Our study has limitations. Firstly, the sample size of this study is not large enough, and the threshold obtained in this study needs to be verified by a larger sample study. Secondly, the study did not link the two imaging parameters with osteoporosis-related complications, which would have ignored special populations, such as patients without osteoporosis diagnosed by DXA who had an osteoporotic compression fracture. In addition, the correlation between the two parameters and osteoporosis-related complications still needs to be further studied. Thirdly, both HU values and VBQ scores are manually selected ROIs, and there is no uniform standard similar to QCT, so these can only be used as supplementary diagnostic tools for osteoporosis.
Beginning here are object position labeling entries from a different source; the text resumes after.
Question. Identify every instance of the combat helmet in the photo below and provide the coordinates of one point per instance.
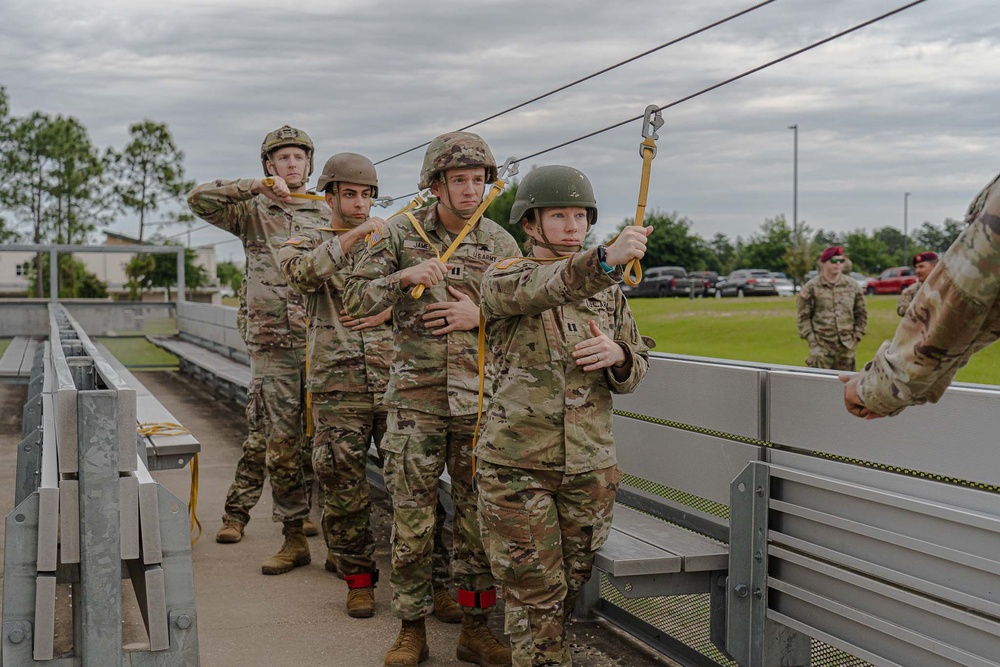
(348, 168)
(553, 186)
(456, 150)
(286, 135)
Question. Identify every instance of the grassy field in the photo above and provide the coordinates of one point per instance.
(763, 329)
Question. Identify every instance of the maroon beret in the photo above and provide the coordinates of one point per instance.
(832, 251)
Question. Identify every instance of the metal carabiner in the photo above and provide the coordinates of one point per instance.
(652, 121)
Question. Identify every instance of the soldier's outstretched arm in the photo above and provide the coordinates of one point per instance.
(225, 204)
(374, 284)
(527, 287)
(308, 262)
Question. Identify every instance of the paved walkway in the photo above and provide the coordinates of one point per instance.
(247, 619)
Finally, as a retrospective study, we excluded patients based on exclusion criteria, so this may be biased against real-world performance, and prospective, more comprehensive data may be needed to verify this in the future.

Conclusion

Firstly, both of the opportunistic imaging parameters could be used to assist in the diagnosis of osteoporosis, and the HU values were superior to VBQ scores in the evaluation of BMD. Secondly, different combinations of the HU values and VBQ scores could improve the specificity and sensitivity of the diagnosis of osteoporosis. Finally, these parameters at the single-segment level (LI HU value and L1 VBQ score) may be suitable for clinical use due to the same diagnostic performance as the average HU value and VBQ score and relatively simpler to measure.